The last word
John Cameron | Tuesday, October 23, 2012
With just two weeks remaining before Election Day, President Barack Obama and former Mass. Gov. Mitt Romney squared off in the final of three presidential debates last night. Students tuned in to hear the presidential contenders’ views on foreign policy and offered praise and criticism of both performances.
As much of the debate focused on military intervention in the Middle East, senior Greg Doonan said he felt Romney’s reference to foreign intervention as a “mantle of leadership” and “honor” may have painted too rosy a picture of the American reputation abroad.
“I think it’s a little misleading,” Doonan said. “I think Americans get a lot of flak for immersing ourselves in situations we shouldn’t necessarily be involved in. I don’t necessarily agree with Romney on that one.”
Senior Ben Kim praised Romney’s assertion of economics as a threat to American security.
“My personal opinion is that [intervention] should be more economic than military,” Kim said. “When Romney said one of the greatest threats to the [United States] is the budget deficit and the economy, I think he’s right. We can’t help others if we can’t help ourselves.”
When the topic of military spending arose, Romney criticized the reduced size of the Navy’s fleet, to which Obama responded with what Kim called one of the president’s best lines of the debate: “Governor, we also have fewer horses and bayonets because the nature of our military has changed.”
“I think he had one of the best one-liners of the night,” Kim said. “I think what Obama said about [military] spending will appeal to voters. … Romney’s playing a dangerous game. He wants to seem pro-American and pro-military but that’s also very expensive, to maintain that kind of military prowess.”
Doonan said he felt the president may have crossed the line with this and other quips.
“I kind of think he crossed the line toward being a little petty, that he was belittling Romney too much,” he said. “But he was also trying to enforce the notion he has way more experience in foreign policy than Romney does as a former governor. I think it was a little too patronizing but that’s not totally foreign to a debate atmosphere.”
As the debate shifted to the controversial topic of the country’s policies toward Israel and Iran, Romney suggested increased sanctions on Iran, while advocating containment of the situation with the hope of Iran being able to eventually “reenter the community of nations.” Soon after, Romney alleged the Obama administration had left an impression of weakness among foreign foes.
Doonan gave some credit to Romney’s accusation, but didn’t take issue with the president’s handling of the Middle East.
“I think possibly Obama’s come off too weak on Iran. … I think overall Obama’s built up our reputation in the Middle East,” he said. “I don’t think either is promoting the perfect policy. It’s a very touchy subject.”
Kim said he didn’t feel either candidate distinguished himself on the issue.
“I think neither [candidate] really came out on top. Their policies are very alike,” he said. “They both want sanctions, neither wants a nuclear Iran.”
In the end, Doonan said he thought Obama emerged as the victor.
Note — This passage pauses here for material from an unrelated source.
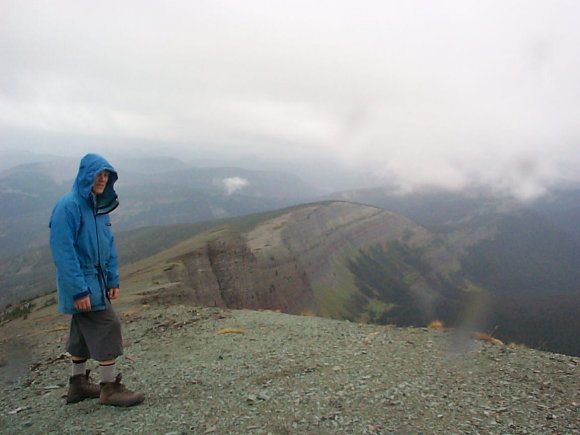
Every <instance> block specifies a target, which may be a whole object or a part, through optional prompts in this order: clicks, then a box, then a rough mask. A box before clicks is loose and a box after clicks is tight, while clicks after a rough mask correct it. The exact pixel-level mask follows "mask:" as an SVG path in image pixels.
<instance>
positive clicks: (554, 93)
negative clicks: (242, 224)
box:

“I definitely think Obama won the debate,” he said. “I thought he came out on the offensive, and Romney was agreeing a bit too much with him. I thought Obama did a good job with pointing out things Romney said in the past that he kept denying. It was a good third debate for Obama.”
Kim, who plans to vote for a third-party candidate, said the president won based on performance and greater foreign relations experience from his time in office, not for the content of his policies.
“I think Romney didn’t seem as confident as he did with domestic policies, and I think that makes sense,” he said. “Romney could win that [domestic issues] debate. But in terms of composure and articulation, I think Obama won. In terms of foreign policy, I can’t really tell the difference.”